La Comisión Nacional del Agua (Conagua) ha desplegado un amplio operativo en respuesta a las intensas lluvias que azotaron a Veracruz, Hidalgo, San Luis Potosí, Puebla y Querétaro desde el pasado 11 de octubre. Con acciones coordinadas entre brigadas especializadas y autoridades locales, el organismo busca restablecer la normalidad en las comunidades afectadas, donde miles de familias han sufrido inundaciones, pérdidas materiales y afectaciones en los servicios básicos.
Más de un millón de metros cúbicos de agua desalojados
A través de un trabajo ininterrumpido, Conagua ha logrado desalojar casi un millón 47 mil metros cúbicos de agua acumulada en distintas zonas del país. Paralelamente, se han distribuido más de 314 mil 600 litros de agua potable para atender las necesidades urgentes de la población damnificada.
Estas acciones forman parte de los operativos de atención de emergencias hidrometeorológicas que el organismo implementa en coordinación con los gobiernos estatales y municipales. “La prioridad es garantizar la salud y seguridad de las familias afectadas, además de asegurar el restablecimiento de servicios esenciales”, informó un representante del organismo.
Brigadas especializadas trabajan en zonas críticas
En total, 89 brigadistas especializados operan 71 equipos de atención de emergencias. Entre ellos destacan plantas potabilizadoras, bombas de gran capacidad, camiones para el control de inundaciones, retroexcavadoras, lanchas y grúas para el retiro de escombros y objetos que obstruyen los caminos.
El equipo técnico de Conagua está capacitado para enfrentar condiciones extremas. Las bombas utilizadas tienen la capacidad de operar bajo el agua, incluso con sólidos suspendidos como lodo o azolve ligero, permitiendo acelerar el proceso de desagüe en comunidades con mayores niveles de anegación.
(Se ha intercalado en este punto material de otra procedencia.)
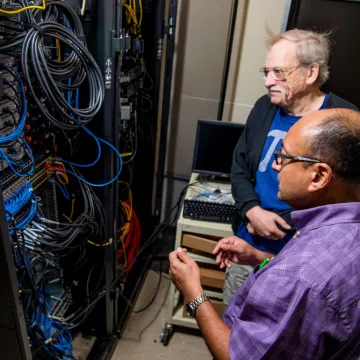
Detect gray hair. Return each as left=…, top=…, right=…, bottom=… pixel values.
left=266, top=29, right=330, bottom=87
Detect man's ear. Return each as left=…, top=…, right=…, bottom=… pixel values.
left=306, top=64, right=320, bottom=85
left=308, top=163, right=334, bottom=192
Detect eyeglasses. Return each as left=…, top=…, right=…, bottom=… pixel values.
left=260, top=65, right=303, bottom=81
left=274, top=150, right=321, bottom=166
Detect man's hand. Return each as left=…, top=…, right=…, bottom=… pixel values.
left=246, top=206, right=291, bottom=240
left=169, top=248, right=204, bottom=302
left=213, top=236, right=272, bottom=269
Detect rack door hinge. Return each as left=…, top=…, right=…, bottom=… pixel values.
left=112, top=30, right=131, bottom=54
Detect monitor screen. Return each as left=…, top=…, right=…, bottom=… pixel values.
left=192, top=120, right=244, bottom=177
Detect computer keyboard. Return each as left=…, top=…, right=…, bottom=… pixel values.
left=183, top=200, right=236, bottom=223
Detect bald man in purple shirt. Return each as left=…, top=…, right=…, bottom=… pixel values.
left=169, top=109, right=360, bottom=360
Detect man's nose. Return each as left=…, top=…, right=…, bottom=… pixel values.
left=271, top=159, right=281, bottom=172
left=265, top=73, right=276, bottom=88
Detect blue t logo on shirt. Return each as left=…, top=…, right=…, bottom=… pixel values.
left=259, top=130, right=287, bottom=172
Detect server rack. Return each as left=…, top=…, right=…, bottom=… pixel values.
left=0, top=0, right=177, bottom=359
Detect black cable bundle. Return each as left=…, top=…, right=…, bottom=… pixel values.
left=21, top=21, right=105, bottom=130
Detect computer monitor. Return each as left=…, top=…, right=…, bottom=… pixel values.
left=192, top=119, right=244, bottom=178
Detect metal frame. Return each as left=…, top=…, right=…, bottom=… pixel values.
left=217, top=0, right=239, bottom=120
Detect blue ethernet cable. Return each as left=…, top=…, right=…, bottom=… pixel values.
left=0, top=66, right=27, bottom=145
left=49, top=179, right=70, bottom=200
left=59, top=78, right=123, bottom=187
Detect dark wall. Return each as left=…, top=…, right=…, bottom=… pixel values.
left=287, top=0, right=360, bottom=107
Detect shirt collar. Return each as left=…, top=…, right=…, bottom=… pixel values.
left=291, top=202, right=360, bottom=230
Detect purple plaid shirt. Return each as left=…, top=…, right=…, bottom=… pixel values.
left=223, top=203, right=360, bottom=360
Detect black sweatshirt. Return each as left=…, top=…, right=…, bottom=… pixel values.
left=231, top=93, right=359, bottom=232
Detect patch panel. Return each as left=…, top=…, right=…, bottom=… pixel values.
left=0, top=100, right=16, bottom=114
left=0, top=153, right=48, bottom=188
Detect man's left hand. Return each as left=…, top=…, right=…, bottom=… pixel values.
left=169, top=248, right=204, bottom=302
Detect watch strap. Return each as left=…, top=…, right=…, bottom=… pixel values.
left=187, top=293, right=211, bottom=316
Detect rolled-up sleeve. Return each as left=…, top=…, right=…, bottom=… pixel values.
left=229, top=271, right=347, bottom=360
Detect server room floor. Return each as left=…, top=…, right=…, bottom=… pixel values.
left=112, top=270, right=212, bottom=360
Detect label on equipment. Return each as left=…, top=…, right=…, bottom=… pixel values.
left=105, top=58, right=112, bottom=90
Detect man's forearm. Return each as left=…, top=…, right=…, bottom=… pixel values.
left=251, top=249, right=275, bottom=267
left=195, top=301, right=230, bottom=360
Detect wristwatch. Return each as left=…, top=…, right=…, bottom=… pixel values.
left=185, top=294, right=211, bottom=317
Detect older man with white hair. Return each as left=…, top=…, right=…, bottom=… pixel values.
left=224, top=29, right=357, bottom=305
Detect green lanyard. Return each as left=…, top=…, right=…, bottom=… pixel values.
left=259, top=258, right=270, bottom=270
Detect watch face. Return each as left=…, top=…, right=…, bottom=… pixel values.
left=185, top=304, right=194, bottom=317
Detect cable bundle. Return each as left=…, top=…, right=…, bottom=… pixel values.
left=12, top=231, right=73, bottom=359
left=5, top=181, right=37, bottom=235
left=21, top=21, right=105, bottom=130
left=118, top=191, right=141, bottom=271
Veracruz: epicentro de las operaciones
En el estado de Veracruz, uno de los más afectados, el operativo instalado desde el 11 de octubre ha brindado apoyo directo a más de 244 mil personas en municipios como El Higo, Álamo Temapache, Poza Rica, Tuxpan, Tihuatlán y Pánuco.
Las acciones incluyen el traslado de víveres, medicamentos, rescate de personas y bombeo de agua anegada. Tan solo en esta región se han desalojado más de un millón 45 mil metros cúbicos de agua y distribuido más de 314 mil litros de agua potable.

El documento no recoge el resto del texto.